Operasyonun çok önceden, mesela 2013 başından itibaren yapılmasının daha yüksek marjinal fayda sağlayacağını hep söylüyoruz. Rusya, İran, ABD ve PYD’nin sahaya iyice yayıldığı noktada oyuna katıldık; yani alan aldıktan satan sattıktan sonra…
Ancak geç kalınmış olmasına rağmen isabetli bir girişim olduğuna şüphe yok. İsabet sadece IŞİD ve PKK kaynaklı terörün baskılanmasında ve ayrıca Özgür Suriye Ordusu (ÖSO) üzerinden elimizin kolumuzun Suriye içlerine ulaşmasında değildir.
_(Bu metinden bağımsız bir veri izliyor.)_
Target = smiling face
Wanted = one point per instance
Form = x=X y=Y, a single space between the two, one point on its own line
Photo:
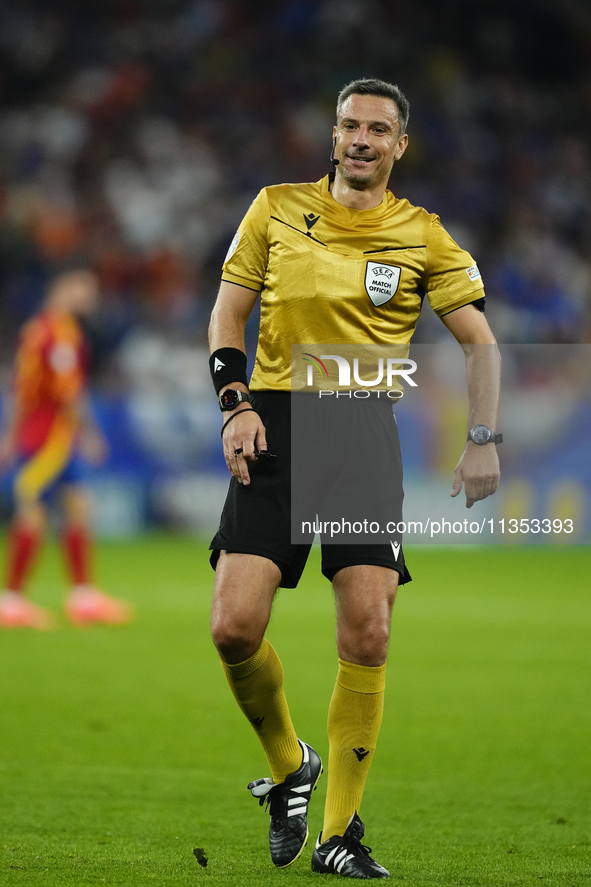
x=367 y=141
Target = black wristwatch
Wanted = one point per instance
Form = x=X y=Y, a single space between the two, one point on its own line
x=482 y=434
x=229 y=399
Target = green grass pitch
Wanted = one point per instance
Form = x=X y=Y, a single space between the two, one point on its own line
x=121 y=750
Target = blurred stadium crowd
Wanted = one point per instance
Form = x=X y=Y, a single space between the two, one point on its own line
x=135 y=133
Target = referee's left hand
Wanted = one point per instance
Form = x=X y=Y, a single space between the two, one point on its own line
x=478 y=471
x=244 y=434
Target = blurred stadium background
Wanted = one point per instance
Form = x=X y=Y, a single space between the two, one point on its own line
x=135 y=133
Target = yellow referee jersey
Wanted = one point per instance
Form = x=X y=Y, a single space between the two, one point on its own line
x=327 y=273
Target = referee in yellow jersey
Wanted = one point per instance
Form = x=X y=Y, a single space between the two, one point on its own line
x=310 y=252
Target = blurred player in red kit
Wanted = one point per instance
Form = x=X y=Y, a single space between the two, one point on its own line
x=49 y=433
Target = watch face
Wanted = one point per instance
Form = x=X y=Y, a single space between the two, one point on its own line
x=229 y=399
x=480 y=434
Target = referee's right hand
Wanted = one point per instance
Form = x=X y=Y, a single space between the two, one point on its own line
x=244 y=434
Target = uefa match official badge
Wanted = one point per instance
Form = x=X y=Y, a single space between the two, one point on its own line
x=381 y=282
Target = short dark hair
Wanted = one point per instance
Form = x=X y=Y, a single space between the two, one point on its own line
x=381 y=89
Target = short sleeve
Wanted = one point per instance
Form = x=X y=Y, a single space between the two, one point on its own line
x=246 y=260
x=452 y=278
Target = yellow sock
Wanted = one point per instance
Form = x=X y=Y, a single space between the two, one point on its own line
x=354 y=719
x=257 y=685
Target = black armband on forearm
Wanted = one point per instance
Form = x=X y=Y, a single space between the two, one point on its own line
x=227 y=365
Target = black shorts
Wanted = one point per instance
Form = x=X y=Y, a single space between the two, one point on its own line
x=256 y=519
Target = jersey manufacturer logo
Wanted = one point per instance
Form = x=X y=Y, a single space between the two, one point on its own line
x=310 y=220
x=361 y=753
x=232 y=247
x=381 y=282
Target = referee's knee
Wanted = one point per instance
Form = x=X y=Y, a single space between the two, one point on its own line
x=234 y=642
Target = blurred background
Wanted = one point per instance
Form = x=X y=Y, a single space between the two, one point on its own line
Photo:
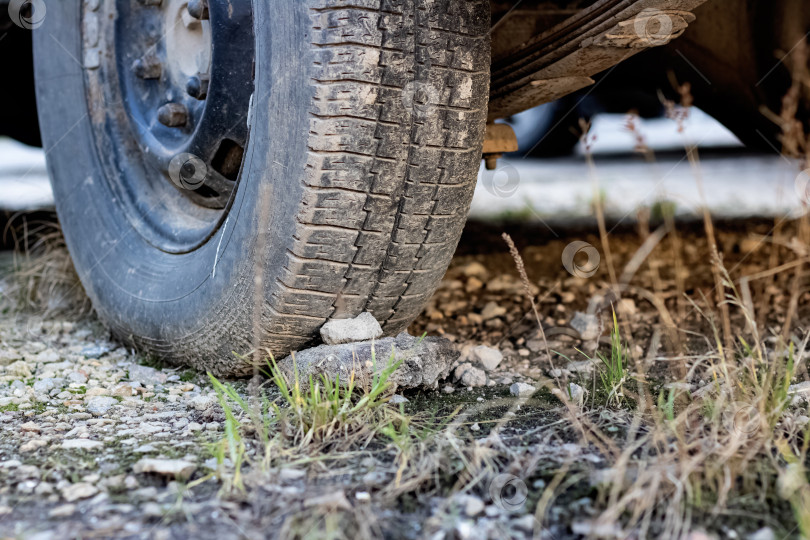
x=550 y=179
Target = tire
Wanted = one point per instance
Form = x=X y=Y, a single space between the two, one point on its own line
x=351 y=196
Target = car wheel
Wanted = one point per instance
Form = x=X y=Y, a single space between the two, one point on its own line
x=232 y=175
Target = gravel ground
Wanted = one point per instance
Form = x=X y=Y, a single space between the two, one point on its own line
x=96 y=441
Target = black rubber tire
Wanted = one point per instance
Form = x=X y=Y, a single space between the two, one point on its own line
x=367 y=198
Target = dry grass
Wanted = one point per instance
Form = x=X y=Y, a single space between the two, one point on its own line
x=43 y=279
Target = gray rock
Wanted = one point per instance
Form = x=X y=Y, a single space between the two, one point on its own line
x=47 y=356
x=488 y=357
x=576 y=393
x=95 y=351
x=100 y=405
x=423 y=361
x=766 y=533
x=146 y=375
x=82 y=490
x=586 y=325
x=522 y=390
x=362 y=328
x=202 y=403
x=77 y=377
x=81 y=444
x=177 y=468
x=46 y=385
x=470 y=375
x=492 y=310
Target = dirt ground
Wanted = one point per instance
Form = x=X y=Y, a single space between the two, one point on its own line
x=698 y=433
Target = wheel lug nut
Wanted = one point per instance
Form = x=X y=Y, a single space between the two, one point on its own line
x=173 y=115
x=198 y=9
x=147 y=67
x=197 y=86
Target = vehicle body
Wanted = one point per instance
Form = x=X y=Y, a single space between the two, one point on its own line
x=231 y=175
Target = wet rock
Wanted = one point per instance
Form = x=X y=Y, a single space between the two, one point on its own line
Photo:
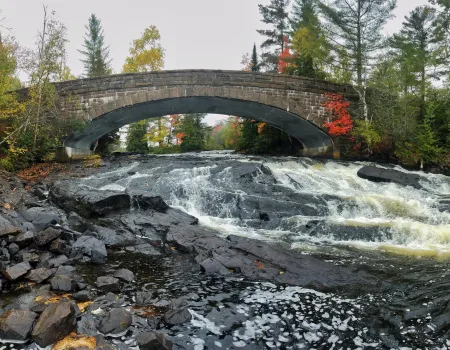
x=91 y=247
x=24 y=239
x=125 y=275
x=41 y=217
x=40 y=275
x=376 y=174
x=16 y=324
x=88 y=202
x=115 y=238
x=144 y=298
x=57 y=321
x=108 y=284
x=116 y=321
x=212 y=266
x=145 y=201
x=153 y=341
x=63 y=283
x=44 y=237
x=14 y=272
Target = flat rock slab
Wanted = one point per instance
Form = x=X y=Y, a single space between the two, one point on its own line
x=376 y=174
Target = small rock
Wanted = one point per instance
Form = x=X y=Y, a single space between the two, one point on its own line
x=57 y=321
x=108 y=284
x=153 y=341
x=44 y=237
x=14 y=272
x=115 y=322
x=39 y=275
x=125 y=275
x=62 y=283
x=16 y=324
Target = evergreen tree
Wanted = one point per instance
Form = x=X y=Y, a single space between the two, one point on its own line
x=96 y=55
x=192 y=130
x=276 y=15
x=137 y=137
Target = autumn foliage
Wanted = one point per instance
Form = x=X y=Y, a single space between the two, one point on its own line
x=342 y=122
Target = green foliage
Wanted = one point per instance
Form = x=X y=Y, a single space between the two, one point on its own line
x=96 y=55
x=137 y=137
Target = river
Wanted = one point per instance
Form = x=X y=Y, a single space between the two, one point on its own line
x=399 y=235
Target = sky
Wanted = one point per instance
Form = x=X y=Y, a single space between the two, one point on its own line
x=196 y=34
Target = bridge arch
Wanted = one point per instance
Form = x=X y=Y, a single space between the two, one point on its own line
x=293 y=104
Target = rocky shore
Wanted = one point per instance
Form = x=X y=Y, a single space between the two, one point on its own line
x=49 y=229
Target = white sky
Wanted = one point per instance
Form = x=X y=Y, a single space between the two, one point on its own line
x=196 y=34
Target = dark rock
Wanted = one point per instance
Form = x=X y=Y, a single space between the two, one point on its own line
x=44 y=237
x=145 y=202
x=63 y=283
x=108 y=284
x=88 y=202
x=177 y=317
x=115 y=238
x=41 y=217
x=56 y=262
x=14 y=272
x=153 y=341
x=16 y=324
x=116 y=321
x=144 y=298
x=39 y=275
x=24 y=239
x=57 y=321
x=125 y=275
x=91 y=247
x=212 y=266
x=13 y=249
x=376 y=174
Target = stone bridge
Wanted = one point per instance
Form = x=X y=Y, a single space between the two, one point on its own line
x=293 y=104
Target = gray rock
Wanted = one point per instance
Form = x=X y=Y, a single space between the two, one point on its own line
x=153 y=341
x=91 y=247
x=44 y=237
x=63 y=283
x=108 y=284
x=39 y=275
x=56 y=322
x=14 y=272
x=125 y=275
x=116 y=321
x=16 y=324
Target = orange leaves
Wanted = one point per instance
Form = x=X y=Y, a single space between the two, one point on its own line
x=342 y=123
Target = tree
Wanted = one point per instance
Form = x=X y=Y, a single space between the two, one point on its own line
x=146 y=53
x=355 y=26
x=96 y=55
x=276 y=15
x=192 y=132
x=136 y=140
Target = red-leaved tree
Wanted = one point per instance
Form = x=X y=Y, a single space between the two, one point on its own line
x=342 y=122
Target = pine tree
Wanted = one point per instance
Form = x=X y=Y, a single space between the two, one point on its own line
x=275 y=14
x=96 y=55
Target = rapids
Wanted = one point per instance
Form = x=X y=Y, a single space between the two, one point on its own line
x=399 y=235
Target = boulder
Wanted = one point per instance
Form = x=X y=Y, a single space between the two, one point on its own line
x=14 y=272
x=116 y=321
x=39 y=275
x=153 y=341
x=124 y=275
x=16 y=324
x=88 y=202
x=108 y=284
x=376 y=174
x=63 y=283
x=91 y=247
x=55 y=322
x=44 y=237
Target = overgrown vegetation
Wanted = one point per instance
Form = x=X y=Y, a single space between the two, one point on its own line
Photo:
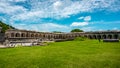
x=5 y=27
x=68 y=54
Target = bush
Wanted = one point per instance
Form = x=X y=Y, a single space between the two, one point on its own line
x=79 y=38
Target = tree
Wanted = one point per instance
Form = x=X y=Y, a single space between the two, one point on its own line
x=76 y=30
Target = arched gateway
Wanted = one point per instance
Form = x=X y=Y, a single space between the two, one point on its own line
x=31 y=36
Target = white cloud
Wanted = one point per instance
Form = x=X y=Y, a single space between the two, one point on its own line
x=44 y=27
x=7 y=8
x=87 y=18
x=79 y=24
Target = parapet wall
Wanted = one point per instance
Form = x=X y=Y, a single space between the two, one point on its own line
x=32 y=36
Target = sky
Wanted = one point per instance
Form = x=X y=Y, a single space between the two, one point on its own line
x=61 y=15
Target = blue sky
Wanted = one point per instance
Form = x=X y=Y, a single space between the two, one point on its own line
x=61 y=15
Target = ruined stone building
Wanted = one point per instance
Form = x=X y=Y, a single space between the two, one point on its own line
x=14 y=37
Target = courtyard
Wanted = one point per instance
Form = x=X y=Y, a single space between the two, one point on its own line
x=68 y=54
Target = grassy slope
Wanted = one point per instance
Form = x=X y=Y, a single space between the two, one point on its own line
x=70 y=54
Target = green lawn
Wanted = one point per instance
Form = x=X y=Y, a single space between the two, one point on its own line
x=69 y=54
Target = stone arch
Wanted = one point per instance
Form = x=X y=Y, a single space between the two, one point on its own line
x=98 y=36
x=36 y=35
x=109 y=36
x=104 y=36
x=89 y=36
x=23 y=35
x=94 y=36
x=85 y=36
x=17 y=35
Fırat Kalkanı’nın sağladığı en büyük fayda Türkiye’yi bir hamlede yeniden ittifak düzeninin etkin ve aktif bir parçası haline getirmiş olmasıdır. Tek hamleyle kendimizi ABD ve Avrupa ile ortak dili ve ortak çıkarları temsil eden bir pozisyonda bulduk. Ki, bu yeni pozisyon Türkiye’ye 15 Temmuz’un bile sağlayamadığı sempatiyi kazandırmıştır. Elbette durumun ideal düzeyde sempatik olduğunu söyleyemeyiz ama operasyon öncesine göre müttefiklerle ilişkimiz seviye kazandı ve açıkça görülüyor ki Batı başkentlerinde FETÖ’ye karşı tavır daha belirgin hale geldi.